Think of convicts going abroad and most people will immediately think of Australia. In 1778 Britain did indeed start punishing its convicts by sending them to the other side of the world. But that wasn’t the first country to receive British criminals.

Population too small
Over 150 years before Captain Cook first saw Australia’s shores, criminals had been shipped off to Canada for a short time. The idea was that the convicts should work to earn the money they needed to feed and clothe themselves.
Going South
When it was realised that there wasn’t a large enough population in Canada to support this idea, the destination was changed to America and some of the Caribbean islands.

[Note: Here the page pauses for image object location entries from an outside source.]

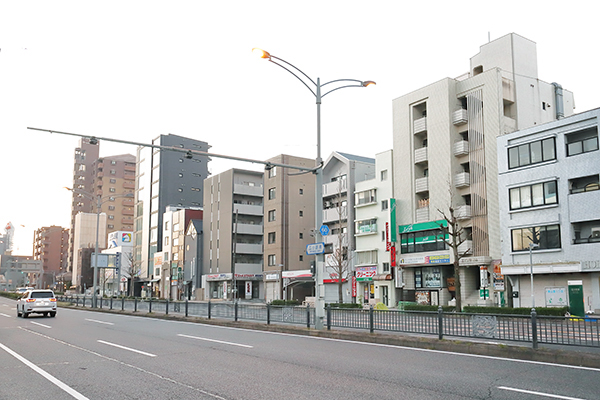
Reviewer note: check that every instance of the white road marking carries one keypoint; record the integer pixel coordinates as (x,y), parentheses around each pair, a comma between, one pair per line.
(554,396)
(45,326)
(46,375)
(99,322)
(216,341)
(127,348)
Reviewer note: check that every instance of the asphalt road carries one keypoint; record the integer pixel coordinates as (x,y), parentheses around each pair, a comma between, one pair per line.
(84,354)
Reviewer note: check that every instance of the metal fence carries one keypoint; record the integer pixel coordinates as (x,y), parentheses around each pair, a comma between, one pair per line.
(531,328)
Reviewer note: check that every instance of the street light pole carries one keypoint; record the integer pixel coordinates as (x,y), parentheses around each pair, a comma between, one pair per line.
(319,267)
(531,247)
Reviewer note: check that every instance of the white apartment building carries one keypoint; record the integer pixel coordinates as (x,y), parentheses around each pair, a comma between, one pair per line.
(445,154)
(373,198)
(341,172)
(233,235)
(550,195)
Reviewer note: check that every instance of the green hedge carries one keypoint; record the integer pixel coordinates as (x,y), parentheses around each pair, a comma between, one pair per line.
(552,311)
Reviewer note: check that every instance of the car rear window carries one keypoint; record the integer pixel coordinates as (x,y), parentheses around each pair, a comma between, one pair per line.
(42,295)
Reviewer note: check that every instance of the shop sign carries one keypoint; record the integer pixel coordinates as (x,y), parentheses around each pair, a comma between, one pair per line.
(365,273)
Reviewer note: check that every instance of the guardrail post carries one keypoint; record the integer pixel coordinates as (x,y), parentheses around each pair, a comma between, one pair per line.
(534,328)
(308,315)
(440,322)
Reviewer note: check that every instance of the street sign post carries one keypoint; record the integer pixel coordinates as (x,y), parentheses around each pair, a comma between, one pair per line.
(315,248)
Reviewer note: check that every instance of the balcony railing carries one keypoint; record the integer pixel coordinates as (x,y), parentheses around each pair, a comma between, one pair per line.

Initially only the Leeward Islands would accept female prisoners, neither Barbados nor Jamaica would take them. Other British colonies there were prepared to take convicts, but not “women, children nor other infirm persons”.

Virginia rebels!
The system broke down when the Virginia General Court backed an order stating that neither Virginia nor other parts of America would accept British prisoners anymore. That order was trumped in 1718 when the British Parliament passed an Act ‘ … for the more effectual transportation of felons …’ and they returned to sending them there until America declared independence. That definitely put a stop to it.
Cromwell cheats the system
Between 1614 and 1775 it is estimated that 50,000 convicted men, women and children were transported to that part of the world. But not everyone who found themselves shipped across the Atlantic against their will was a felon. In 1653 Oliver Cromwell’s government deported 100 Irish Tories without trial simply because they held the wrong political views.